We used these same steps and strategy to help several major government organizations at various stages of data maturity. Read on to see how.
The client: United States Government
The challenge: This client had no scalable mechanism for storing massive amounts of spatial data and lacked the ability to index, query, search, and analyze it quickly and efficiently.
The solution: We developed GeoWave, a library for storage, index, and search of multi-dimensional data on top of a sorted key-value data store. GeoWave also had multi-dimensional indexing capabilities to using Apache Accumulo to store data in an open source format.
The outcome: This spatial index for Accumulo and Apache HBase can store massive amounts of information, and has been deployed across enterprise environments. GeoWave was released as an open source project in 2014 and is publicly accessible. Find it here: https://github.com/locationtech/geowave
The client: Defense Logistics Agency (DLA)
The challenge: The DLA had foundational data management issues, with disparate systems, including procure data and historical data, that was in multiple formats. They needed a way to bring massive amounts of data into one place to manage and analyze for better decision making.
The solution: We used our Open Data Platform capability to establish an integrated data environment. It lets the DLA to input, store, catalog, index, retrieve and build reports with advanced analytics across a wide variety of inputs.
The outcome: The DLA can now ingest and analyze vast quantities of data with ease in their centralized data lake. Moreover, the DLA can administer access to key stakeholders and team members to improve knowledge-sharing, reduce siloes, and drive data-driven decision making across their organization.
The client: Joint Improvised-Threat Defeat Organization (JIDO)
The challenge: JIDO needed to ingest and organize tons of data from hundreds of data sources consisting of millions of intelligence and operations summaries so they could leverage data to quickly interrogate and plot geographically to detect trends and illuminate threat networks for action.
The solution: We worked with JIDO to develop an open-source based cloud architecture called CATAPULT that uses machine learning to process and index every ingested word, location, and specific threat-related entities. Coping with the vast amounts of ever-changing data required a symbiotic team-based approach. An enterprise data team focused on brokering data agreements and data ingest options ranging from RSS feeds to email feeds to direct database connections depending on the source. A software development team developed “attack the network” tools such as HORIZON and SEARCH in an agile fashion to query and dashboard data for insights in support of decision making. Data integrators deployed globally across military commands and operational activities serve as data scouts to discover new feeds while working with analysts to provide data insights. As a by product of constant data interrogation, the data integrators frequently create new ways to apply multiple data feeds against dynamic problem sets and share data value via vignettes and storyboards.
The outcome: JIDO has an operationalized, enduring cloud solution. Deployed on several DOD network domains, this provides an ever-expanding corpus of data that can be dynamically sliced and diced using JIDO-developed tools to gain insight into emerging threats.
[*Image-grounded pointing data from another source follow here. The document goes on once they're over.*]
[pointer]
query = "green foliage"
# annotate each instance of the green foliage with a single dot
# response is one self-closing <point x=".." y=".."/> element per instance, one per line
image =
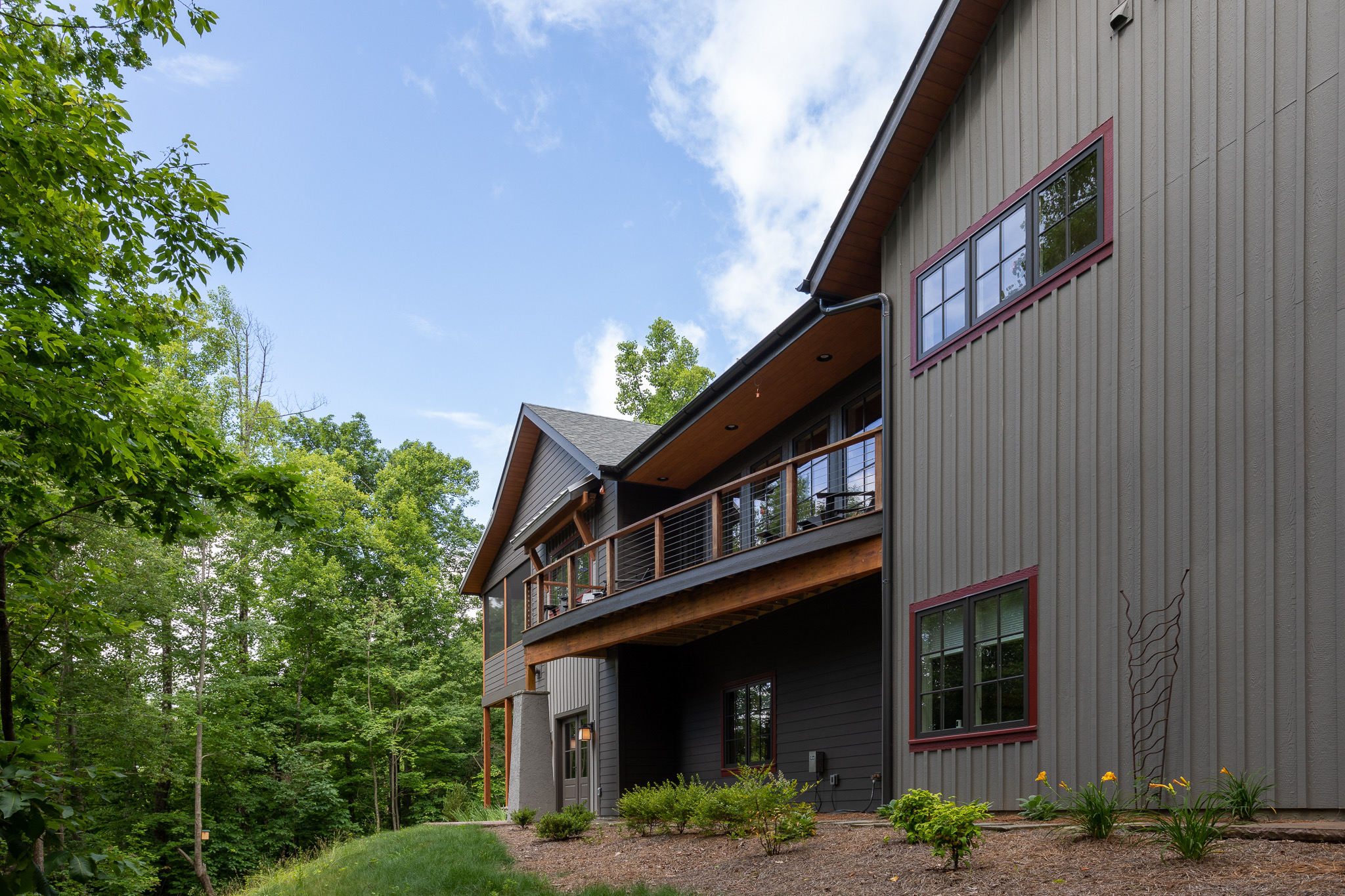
<point x="1243" y="794"/>
<point x="569" y="822"/>
<point x="1193" y="826"/>
<point x="1038" y="807"/>
<point x="655" y="382"/>
<point x="418" y="861"/>
<point x="914" y="809"/>
<point x="951" y="829"/>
This modular architecture and standards-based approach allows for continuous adaptation and innovation as new machine learning and data science technologies emerge.
The client: Chief Information Officer/Comptroller
The challenge: In this senior leadership role, our client is responsible for financial audit readiness; communicating and driving decisions for the organization based on financial data. To that end, our client needed to design and build a robust data platform that could ingest, store, index, and securely expose financial datasets to consumers. The organization also needed to build a dashboarding and reporting capability that could adapt to an ever-changing set of financial queries.
The solution: We worked with our client to identify the right tools and technology to build their data infrastructure. This included best-of-breed technologies like Apache Hadoop, Spark Trifacta and others.
The outcome: Our client can capture far more data than ever before; they ingest terabytes of financial data in a consistent and powerful format, capable of running advanced analytics that meet organizational goals.